Ballistics matching can be done only on a special microscope in the Dublin crime lab—a problem in jurisdictions that require criminal evidence to stay in country. So Microsoft has started using a newer method of tracking discs that requires a standard computer, a CD drive, and some software. The technique involves identifying digital traces left behind by the laser that stamped the disc.
Increasingly, pirated software is downloaded from the Internet, so the unit also uses software that scans the Web looking for illicit Microsoft products. Three weeks ago the team found a site that offered to convert free trials of Office 2010 into full versions. Microsoft found it contained malicious code that could harm computers, according to Peter Anaman, online piracy senior program manager at Microsoft. The software has been removed.
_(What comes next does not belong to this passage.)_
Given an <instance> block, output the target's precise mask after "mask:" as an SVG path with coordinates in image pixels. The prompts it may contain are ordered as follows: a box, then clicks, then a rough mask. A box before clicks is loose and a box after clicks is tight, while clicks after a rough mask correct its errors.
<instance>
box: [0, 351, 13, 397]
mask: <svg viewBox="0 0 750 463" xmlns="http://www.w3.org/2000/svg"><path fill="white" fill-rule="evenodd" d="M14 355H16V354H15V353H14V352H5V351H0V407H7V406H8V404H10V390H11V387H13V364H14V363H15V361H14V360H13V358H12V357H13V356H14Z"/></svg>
While successful prosecutions hobble organized crime syndicates temporarily, many of the gangs come back or are replaced by newcomers. Microsoft officials believe the Chinese syndicate busted in 2007 has already reemerged. "Once you crack down on one group, it can crop up elsewhere," says Robert Holleyman, chief executive officer of the Business Software Alliance, a trade group. "But you need to crack down—otherwise a small break in the dam will become a gusher."
The bottom line: Microsoft employs digital forensics and other technologies to help law-enforcement authorities bust counterfeiter syndicates.